Quem ganharia com a submissão da OAB —que é transparente, tem natureza privada e possui mecanismos eficientes de fiscalização e controle— a um órgão da administração pública federal?
A OAB é uma voz crítica na sociedade. Foi assim quando fez oposição à ditadura militar e quando pediu os impeachments de Fernando Collor, de Dilma Rousseff e, recentemente, de Michel Temer. A Ordem se levanta contra os abusos das autoridades —como as decisões ilegais que mandam quebrar o sigilo de conversas entre jornalistas e fontes ou entre advogados e clientes.
A atuação da OAB inclui a cobrança permanente pelo fim dos privilégios desfrutados por alguns agentes públicos, como salários acima do teto, férias de 60 dias e auxílios ilegais. Essa posição se manteve quando pedimos, no início de 2016, a saída de Eduardo Cunha da Presidência da Câmara dos Deputados, quando ele ainda era o todo-pode-roso da República. Depois, com ele destruído, diversos atores políticos passaram a dizer o óbvio.
Neste ano, a OAB reforçou a atuação contra a transformação do Ministério da Educação em balcão de negócios, o que ocorre pela autorização “de baciada” de cursos de direito, ignorando critérios técnicos e de qualidade mínima.
O mesmo com relação a algumas agências reguladoras, que funcionam como moeda de troca política e como defensoras das empresas em prejuízo dos consumidores.
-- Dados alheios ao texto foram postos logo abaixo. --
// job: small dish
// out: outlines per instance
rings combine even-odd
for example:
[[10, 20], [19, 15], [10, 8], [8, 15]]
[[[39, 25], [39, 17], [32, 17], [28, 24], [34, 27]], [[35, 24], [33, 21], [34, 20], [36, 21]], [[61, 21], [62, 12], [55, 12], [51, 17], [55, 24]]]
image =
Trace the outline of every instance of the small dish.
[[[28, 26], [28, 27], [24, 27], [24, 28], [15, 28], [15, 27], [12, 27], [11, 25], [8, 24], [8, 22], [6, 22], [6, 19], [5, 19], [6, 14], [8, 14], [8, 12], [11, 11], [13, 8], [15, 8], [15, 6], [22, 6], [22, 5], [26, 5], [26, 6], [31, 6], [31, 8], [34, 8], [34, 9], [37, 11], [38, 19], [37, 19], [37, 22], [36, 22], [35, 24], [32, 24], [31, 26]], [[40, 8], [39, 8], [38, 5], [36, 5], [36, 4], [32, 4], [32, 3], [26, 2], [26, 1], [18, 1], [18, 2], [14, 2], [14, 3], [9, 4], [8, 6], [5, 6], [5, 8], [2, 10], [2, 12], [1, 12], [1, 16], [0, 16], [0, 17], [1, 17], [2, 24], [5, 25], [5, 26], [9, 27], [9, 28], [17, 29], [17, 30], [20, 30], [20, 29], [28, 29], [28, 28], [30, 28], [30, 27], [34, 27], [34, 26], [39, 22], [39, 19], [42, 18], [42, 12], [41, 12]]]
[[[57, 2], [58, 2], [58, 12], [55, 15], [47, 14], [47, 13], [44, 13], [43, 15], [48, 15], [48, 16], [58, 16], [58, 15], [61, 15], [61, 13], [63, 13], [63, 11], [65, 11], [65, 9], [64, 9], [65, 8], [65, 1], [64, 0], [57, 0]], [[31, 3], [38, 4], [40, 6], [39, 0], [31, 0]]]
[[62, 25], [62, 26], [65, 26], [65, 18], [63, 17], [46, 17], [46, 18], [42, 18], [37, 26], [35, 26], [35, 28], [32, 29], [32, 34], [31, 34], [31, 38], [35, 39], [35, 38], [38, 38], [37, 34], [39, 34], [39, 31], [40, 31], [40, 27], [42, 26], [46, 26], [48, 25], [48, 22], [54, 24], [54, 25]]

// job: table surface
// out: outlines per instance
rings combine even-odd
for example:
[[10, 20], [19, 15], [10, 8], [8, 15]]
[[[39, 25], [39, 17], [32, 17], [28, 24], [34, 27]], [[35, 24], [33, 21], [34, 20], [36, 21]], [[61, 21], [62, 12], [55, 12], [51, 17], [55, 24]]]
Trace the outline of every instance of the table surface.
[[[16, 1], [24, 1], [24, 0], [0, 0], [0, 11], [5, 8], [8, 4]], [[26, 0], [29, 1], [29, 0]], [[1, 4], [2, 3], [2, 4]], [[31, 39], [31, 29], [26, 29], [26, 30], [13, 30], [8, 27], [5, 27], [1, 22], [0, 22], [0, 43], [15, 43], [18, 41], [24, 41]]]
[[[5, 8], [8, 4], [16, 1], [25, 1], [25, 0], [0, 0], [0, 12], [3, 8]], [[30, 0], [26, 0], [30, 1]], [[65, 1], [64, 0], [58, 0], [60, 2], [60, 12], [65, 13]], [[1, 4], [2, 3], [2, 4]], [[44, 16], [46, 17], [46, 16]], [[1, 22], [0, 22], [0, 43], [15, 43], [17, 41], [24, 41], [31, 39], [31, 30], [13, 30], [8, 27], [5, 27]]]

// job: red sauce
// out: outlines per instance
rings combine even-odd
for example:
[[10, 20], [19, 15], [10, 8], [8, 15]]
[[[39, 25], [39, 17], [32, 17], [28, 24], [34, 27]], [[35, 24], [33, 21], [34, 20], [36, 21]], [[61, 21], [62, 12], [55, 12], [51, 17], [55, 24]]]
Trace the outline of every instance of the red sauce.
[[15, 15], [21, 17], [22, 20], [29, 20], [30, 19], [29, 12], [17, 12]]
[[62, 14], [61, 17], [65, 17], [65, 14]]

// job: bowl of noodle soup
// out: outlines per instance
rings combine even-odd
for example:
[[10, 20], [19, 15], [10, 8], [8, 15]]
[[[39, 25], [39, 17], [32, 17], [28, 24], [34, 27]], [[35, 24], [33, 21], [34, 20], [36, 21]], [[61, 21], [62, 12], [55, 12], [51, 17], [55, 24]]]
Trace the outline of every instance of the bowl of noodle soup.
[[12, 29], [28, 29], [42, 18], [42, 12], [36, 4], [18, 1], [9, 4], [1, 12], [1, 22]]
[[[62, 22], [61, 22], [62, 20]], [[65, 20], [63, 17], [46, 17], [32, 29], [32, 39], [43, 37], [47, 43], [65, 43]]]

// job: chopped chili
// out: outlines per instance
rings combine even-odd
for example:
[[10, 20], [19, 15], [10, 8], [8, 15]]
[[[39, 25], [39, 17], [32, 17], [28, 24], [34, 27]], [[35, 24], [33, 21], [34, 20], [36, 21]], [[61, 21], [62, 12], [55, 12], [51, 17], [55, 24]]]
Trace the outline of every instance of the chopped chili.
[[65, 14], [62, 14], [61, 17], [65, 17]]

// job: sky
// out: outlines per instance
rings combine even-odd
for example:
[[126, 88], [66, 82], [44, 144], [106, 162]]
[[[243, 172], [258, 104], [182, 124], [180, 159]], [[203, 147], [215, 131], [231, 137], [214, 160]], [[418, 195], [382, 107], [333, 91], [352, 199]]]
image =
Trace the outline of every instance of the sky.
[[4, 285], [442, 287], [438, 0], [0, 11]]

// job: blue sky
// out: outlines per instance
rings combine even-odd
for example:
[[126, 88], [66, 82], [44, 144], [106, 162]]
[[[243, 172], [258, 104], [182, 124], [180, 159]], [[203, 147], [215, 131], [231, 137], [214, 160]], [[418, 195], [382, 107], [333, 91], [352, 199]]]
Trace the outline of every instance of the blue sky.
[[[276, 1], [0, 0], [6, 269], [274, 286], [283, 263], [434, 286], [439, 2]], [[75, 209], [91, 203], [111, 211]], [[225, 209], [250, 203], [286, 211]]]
Barramos o encarecimento da banda larga (gestado dentro da Anatel) e fomos à Justiça contra o abuso das companhias aéreas e da Anac, que criaram a taxa extra para embarque de bagagens. Não só a advocacia, mas a sociedade perde muito com o fim da autonomia e da independência crítica da maior entidade civil brasileira.
Quem, então, ganha com isso? O TCU tem de usar sua estrutura para fiscalizar aqueles que recebem recursos públicos, sob pena de se valer do erário para fiscalizar a atividade privada.